Fethi Gemuhluoğlu (1922-1977) Arapgirli bir Türkmen ailesinin oğlu olarak dünyaya gelir. Babası Mustafa Neşet Efendi, annesi Fatma Saniye Hanım’dır. Yetişmesinde, geniş bir tarih bilgisine sahip olmasında, edebiyat ve tasavvufla olan münasebetinde, gönül adamı kişiliğinde hem ailesinin hem de çevresinin büyük tesiri olur.[1]İnsan kalbinin, o kalpdeki manevî yaraların büyük bir onarım ustası[2] olan Gemuhluoğlu bu noktada binlerce yüreğe dokunarak yaralı ruhlara merhem olur. Bu, gökyüzü gönüllü adamın hayatı “kahırlı, ateş çemberiyle dolu, fakat daima imanlı ve ümitli”[3]dir. Yaşadığı döneme bir gönül ve hizmet adamı olarak damgasını vuran Fethi Gemuhluoğlu’nun toplumu bir bütün olarak ele alan hoşgörülü tutumu ve herkese sevgiyle yaklaşması etrafında aydın bir çevrenin oluşmasını sağlar. Gemuhluoğlu, zarif bir İstanbul Türkçesi’yle yaptığı konuşmalarında, mektup ve makalelerinde gençlere iman, aşk, emek, hürriyet, güzel ahlâk, çalışkanlık gibi değerleri aşılamaya çalışır.[4] O, hem gençlere maddî ve manevî açıdan destek olur hem de kendilerinde bilgi, zekâ, cesaret ve sanat parıltısı gördüklerini yetenekleri doğrultusunda yönlendirir. Ferdin iç dünyasının güzelliğinin insana, dünyaya, hayata ve olaylara bakışta temel rol oynadığına inanan Gemuhluoğlu, bu bağlamda insanla insan, insanla eşya ve insanla mücerret kavramlar arasındaki dostluğu çok ileri noktalara taşır. Öyleki şöhret, mal ve uyku dışında her şeyle ve herkesle dost olmak gerektiğini ısrarla vurgular.[5] Öyle ki Nuri Pakdil, Gemuhluoğlu’nu insanın birbirine yaklaşmasının simgesi olarak görür.”[6]

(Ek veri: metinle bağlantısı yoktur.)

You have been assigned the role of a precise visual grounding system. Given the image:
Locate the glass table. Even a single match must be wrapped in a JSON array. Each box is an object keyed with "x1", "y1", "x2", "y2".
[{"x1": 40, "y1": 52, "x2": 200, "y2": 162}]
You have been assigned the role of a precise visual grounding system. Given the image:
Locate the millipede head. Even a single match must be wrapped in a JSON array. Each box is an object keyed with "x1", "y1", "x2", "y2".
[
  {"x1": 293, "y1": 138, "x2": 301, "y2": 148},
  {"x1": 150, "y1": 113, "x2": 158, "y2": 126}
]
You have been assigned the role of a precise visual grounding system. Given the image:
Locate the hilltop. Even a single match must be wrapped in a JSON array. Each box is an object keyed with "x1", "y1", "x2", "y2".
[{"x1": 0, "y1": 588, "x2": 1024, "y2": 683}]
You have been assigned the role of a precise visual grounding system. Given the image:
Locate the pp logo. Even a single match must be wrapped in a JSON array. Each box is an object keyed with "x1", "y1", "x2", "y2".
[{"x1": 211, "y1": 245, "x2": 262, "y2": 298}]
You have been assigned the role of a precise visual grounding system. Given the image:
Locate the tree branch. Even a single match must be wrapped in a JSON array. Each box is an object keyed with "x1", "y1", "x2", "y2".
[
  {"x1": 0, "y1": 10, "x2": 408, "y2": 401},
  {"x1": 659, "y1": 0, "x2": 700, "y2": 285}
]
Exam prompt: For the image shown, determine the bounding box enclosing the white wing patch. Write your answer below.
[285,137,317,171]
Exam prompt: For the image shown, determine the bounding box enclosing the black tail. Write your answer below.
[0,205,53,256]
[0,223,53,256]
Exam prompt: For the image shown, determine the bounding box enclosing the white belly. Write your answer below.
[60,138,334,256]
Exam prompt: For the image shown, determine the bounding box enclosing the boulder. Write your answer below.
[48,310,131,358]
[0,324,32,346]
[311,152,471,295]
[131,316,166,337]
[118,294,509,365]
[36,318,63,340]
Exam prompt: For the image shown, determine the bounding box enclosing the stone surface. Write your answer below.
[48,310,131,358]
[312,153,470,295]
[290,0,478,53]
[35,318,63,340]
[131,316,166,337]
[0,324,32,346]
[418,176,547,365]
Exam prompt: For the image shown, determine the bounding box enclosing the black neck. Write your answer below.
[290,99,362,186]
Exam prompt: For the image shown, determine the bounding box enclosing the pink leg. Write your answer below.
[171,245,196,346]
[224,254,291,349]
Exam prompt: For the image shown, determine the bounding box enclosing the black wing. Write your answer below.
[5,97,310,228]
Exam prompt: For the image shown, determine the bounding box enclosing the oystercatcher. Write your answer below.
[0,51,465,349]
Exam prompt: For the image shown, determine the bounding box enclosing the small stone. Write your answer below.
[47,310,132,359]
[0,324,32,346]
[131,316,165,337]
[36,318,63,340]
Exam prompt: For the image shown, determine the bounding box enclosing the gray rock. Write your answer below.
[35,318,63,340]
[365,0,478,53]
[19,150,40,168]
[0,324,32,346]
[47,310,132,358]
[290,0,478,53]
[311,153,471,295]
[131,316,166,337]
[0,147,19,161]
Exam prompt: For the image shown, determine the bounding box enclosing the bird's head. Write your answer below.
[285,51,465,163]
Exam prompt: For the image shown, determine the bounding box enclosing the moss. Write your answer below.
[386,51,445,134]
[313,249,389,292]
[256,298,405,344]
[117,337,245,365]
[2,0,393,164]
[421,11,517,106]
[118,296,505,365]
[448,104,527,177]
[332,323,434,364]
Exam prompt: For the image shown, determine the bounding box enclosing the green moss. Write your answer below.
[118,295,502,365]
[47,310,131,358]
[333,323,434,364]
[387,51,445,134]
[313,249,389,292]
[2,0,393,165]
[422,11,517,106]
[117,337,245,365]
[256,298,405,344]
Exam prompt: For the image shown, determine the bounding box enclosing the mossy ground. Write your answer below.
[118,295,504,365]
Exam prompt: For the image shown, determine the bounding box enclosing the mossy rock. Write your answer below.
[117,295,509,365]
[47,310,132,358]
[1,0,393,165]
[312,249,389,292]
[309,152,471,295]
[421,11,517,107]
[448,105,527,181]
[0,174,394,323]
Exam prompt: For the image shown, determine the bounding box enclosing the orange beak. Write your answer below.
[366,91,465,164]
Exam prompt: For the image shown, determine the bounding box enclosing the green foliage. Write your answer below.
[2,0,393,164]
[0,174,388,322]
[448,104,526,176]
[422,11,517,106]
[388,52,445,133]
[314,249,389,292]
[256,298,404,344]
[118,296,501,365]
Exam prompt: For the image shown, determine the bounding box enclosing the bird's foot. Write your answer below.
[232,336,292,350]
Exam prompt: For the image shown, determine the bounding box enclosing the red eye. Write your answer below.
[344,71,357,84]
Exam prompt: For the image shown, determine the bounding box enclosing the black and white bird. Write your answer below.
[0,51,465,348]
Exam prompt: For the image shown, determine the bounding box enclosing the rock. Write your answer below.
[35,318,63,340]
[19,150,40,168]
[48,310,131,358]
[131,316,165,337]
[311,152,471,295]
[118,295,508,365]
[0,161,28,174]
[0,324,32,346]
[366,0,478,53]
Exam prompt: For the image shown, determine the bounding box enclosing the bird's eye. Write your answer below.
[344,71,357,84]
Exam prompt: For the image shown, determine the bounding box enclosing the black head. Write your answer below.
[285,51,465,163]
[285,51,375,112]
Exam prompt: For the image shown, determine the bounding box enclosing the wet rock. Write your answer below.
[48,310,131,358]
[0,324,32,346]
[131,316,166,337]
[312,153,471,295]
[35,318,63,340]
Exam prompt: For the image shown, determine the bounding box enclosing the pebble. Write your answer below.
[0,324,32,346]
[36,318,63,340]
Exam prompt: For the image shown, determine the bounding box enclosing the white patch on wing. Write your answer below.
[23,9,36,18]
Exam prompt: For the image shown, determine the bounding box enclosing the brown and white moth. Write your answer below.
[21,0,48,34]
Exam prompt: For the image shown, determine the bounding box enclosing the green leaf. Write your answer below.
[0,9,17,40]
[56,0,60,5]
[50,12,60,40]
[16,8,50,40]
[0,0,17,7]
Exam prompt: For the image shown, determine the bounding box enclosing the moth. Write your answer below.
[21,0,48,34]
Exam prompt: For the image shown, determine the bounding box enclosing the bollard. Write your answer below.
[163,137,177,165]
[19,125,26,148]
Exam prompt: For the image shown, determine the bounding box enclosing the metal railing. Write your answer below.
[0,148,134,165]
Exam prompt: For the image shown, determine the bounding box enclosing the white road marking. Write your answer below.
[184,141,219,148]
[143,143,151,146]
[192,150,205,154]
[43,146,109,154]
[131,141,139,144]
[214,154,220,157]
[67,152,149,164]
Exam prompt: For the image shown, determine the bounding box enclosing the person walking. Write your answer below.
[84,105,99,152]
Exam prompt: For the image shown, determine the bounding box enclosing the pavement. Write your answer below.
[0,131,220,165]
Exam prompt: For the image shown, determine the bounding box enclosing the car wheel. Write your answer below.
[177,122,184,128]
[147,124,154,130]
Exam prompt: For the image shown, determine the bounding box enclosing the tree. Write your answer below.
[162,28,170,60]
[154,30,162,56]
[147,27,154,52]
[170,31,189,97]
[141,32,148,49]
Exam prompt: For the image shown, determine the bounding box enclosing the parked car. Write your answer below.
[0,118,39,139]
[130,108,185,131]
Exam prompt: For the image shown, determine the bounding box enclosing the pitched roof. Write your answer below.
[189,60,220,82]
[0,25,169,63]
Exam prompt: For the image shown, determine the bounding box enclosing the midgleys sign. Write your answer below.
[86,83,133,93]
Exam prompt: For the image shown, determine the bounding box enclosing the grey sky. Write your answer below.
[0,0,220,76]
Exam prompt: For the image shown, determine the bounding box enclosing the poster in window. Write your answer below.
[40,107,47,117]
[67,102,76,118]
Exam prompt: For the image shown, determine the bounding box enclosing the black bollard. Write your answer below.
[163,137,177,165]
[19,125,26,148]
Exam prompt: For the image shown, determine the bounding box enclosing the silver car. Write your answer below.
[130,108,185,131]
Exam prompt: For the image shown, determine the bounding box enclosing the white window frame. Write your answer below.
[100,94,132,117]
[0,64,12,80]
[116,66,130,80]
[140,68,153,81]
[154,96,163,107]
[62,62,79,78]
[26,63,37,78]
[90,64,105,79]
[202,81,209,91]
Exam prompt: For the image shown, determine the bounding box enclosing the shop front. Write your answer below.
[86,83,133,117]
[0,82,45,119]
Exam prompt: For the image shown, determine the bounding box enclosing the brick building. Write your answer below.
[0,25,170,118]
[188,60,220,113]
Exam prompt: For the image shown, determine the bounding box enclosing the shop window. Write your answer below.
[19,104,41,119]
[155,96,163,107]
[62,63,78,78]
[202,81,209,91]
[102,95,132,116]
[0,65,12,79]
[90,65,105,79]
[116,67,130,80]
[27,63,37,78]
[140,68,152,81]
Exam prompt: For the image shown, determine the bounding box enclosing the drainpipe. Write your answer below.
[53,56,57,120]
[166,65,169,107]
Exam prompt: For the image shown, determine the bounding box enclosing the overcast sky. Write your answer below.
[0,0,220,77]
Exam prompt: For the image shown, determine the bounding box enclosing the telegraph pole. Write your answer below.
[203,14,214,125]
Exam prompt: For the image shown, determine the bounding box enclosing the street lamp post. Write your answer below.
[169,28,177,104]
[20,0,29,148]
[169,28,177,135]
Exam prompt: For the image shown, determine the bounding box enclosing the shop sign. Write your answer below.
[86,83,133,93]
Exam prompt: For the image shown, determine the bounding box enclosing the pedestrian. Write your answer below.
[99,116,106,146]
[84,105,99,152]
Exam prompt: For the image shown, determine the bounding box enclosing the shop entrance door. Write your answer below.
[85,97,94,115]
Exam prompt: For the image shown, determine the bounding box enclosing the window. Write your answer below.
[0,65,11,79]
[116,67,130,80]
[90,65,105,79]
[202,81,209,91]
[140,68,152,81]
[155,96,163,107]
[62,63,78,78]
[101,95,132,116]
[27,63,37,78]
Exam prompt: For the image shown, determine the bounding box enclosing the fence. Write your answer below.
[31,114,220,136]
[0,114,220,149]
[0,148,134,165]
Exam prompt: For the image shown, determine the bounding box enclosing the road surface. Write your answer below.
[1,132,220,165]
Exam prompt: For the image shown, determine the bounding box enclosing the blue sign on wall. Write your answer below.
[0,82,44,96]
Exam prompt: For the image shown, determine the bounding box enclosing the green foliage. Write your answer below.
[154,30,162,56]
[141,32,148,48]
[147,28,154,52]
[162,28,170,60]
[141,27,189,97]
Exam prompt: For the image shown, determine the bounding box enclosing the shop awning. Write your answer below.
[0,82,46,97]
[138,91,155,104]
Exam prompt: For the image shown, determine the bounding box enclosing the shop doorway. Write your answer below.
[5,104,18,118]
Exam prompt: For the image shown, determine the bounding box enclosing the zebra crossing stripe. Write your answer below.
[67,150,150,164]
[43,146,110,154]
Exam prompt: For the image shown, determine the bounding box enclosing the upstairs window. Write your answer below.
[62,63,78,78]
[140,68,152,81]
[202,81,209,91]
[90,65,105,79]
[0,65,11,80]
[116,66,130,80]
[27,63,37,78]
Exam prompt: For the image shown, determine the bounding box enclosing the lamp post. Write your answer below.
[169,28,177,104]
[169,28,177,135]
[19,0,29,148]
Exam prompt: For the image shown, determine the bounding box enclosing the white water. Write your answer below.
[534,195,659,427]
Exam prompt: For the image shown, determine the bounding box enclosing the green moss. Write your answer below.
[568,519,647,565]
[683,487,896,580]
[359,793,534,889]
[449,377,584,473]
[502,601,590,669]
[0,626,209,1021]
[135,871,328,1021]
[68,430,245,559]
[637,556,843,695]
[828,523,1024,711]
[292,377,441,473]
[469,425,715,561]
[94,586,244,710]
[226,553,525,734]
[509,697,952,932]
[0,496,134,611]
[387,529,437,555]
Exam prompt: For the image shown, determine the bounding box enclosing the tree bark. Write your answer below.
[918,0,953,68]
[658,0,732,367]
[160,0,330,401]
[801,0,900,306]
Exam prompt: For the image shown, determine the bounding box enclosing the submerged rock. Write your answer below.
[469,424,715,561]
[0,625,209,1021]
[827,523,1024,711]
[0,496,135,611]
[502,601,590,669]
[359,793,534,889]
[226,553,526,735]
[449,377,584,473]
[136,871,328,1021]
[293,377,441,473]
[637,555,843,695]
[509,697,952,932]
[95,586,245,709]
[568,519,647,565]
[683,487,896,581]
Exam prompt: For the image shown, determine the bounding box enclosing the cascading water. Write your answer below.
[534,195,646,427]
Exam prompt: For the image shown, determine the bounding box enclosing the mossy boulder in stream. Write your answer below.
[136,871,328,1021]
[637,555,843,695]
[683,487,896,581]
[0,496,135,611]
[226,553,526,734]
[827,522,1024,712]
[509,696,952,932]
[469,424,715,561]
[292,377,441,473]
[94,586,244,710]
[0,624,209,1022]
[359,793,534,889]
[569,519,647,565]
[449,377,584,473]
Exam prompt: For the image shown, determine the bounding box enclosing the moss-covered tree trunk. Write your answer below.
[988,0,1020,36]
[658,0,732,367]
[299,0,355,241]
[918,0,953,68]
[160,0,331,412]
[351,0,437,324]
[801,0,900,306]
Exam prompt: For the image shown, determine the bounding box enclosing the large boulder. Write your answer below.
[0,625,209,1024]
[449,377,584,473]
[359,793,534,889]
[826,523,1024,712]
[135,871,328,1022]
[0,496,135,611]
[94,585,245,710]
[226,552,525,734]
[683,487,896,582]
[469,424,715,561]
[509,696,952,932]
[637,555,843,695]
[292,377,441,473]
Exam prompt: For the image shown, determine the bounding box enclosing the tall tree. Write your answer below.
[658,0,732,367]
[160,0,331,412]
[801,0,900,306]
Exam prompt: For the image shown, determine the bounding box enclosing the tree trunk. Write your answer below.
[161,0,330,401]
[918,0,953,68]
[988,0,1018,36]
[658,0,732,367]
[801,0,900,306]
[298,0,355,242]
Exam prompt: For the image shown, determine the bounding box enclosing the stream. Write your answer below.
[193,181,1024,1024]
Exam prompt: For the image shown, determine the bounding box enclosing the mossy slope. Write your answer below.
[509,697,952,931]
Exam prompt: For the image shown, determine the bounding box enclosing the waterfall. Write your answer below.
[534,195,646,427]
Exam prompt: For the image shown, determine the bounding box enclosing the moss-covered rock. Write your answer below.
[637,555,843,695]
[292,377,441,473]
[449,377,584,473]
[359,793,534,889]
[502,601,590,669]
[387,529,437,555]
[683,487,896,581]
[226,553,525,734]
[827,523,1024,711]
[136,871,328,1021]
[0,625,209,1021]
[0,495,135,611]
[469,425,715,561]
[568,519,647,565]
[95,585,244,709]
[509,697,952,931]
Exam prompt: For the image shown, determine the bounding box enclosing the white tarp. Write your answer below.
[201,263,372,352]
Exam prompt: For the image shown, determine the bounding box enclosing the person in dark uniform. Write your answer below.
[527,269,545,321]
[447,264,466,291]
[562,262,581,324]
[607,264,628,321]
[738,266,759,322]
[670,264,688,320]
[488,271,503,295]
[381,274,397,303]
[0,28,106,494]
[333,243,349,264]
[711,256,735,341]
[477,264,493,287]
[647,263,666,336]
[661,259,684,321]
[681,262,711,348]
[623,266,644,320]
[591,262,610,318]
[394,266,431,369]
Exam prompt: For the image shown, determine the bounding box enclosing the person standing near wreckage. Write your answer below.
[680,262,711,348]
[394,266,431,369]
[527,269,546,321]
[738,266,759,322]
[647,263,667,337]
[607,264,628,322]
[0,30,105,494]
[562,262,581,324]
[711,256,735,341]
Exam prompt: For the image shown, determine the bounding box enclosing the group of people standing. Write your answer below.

Gemuhluoğlu çok renkli ve çok yönlü bir kişiliğe sahiptir. Sessiz, fakat derin ve etkili bir eylem adamıdır.[7] Herkeste güzel, değerli olanı arar ve bulur.[8] Gönlünce yaşayıp gönlünce konuşur.[9] Bu yüzden onun içtenlikli sohbetlerini dinleyenlerin ruhunda unutulmaz bir tad bırakır.[10] Nuri Pakdil, Gemuhluoğlu’nun insanlar üzerindeki tesiri hakkında şunları söyler: “İnsanın, bazen, kendini yalnız duyumsaması, bu yalnızlığından korkması, kendi kendine üşümesi olur ya; işte o zaman, yanına gitmesini, varıp görmesini dilediği biri olur ya; o biri O olurdu: ulu ağaç gibi. (Yalnızlığımız dağılırdı, üşümemiz giderdi, umutlu yanımız yeniden devinimleşirdi, birden en önüne sıçrardık kavganın; sığamaz olurduk yeryüzüne). Çok insanı, O’nun yanından yeni bir güç kazanmış olarak ayrılmış görürdüm.”[11] Hayatını insanlara adayan Gemuhluoğlu için sevgi her şeydir.[12] O, insan sevgisiyle doludur. Çocuk, yaşlı herkesi katıksız sever.[13] İnsan hayatının aşk ve cezbe üzerine kurulu olduğu inancında olan[14] Gemuhluoğlu’na göre insan kendini, çevresini, içinde yaşadığı âlemi aşkla, tutkuyla sevmelidir. O, çağımızda insanların giderek sevgiden yoksun hâle gelişinden muzdariptir. Bu hususla alakalı olarak şunları söyler: “Hem biz birbirimizi sevmiyoruz. Asıl bundan utansak yeridir. Aynı evdeyiz de birbirimizi sevmiyoruz. Mahallemiz, köyümüz, kasabamız aynı da birbirimizi sevmiyoruz. Belki de her işin başı insanoğlunu sevmiyoruz. Dert buradan başlıyor. Toprağa, göğe, suya, ateşe, tuza, somuna gönül vermemişiz ki. Türkülere, ağıtlara teslim olmamışız ki. Çirkin ve güzel diye tutturmuşuz. İyi ve kötü diyoruz. İşimize gelmeyeni damgalayıp duruyoruz. Gönlümüzün tutmadığını, aklımızın kesmediğini kınamayı adet haline getirmişiz. Sonra işler, başarılar, mesut günler bekliyoruz. Elimizden gelse gökyüzünden, günışığından, hatta ve hatta karanlıktan mahrum etmeyi düşündüğümüz tümen tümen insan var. Ellerimiz, kafamız ve gönlümüz bir ve beraber değil.”[15]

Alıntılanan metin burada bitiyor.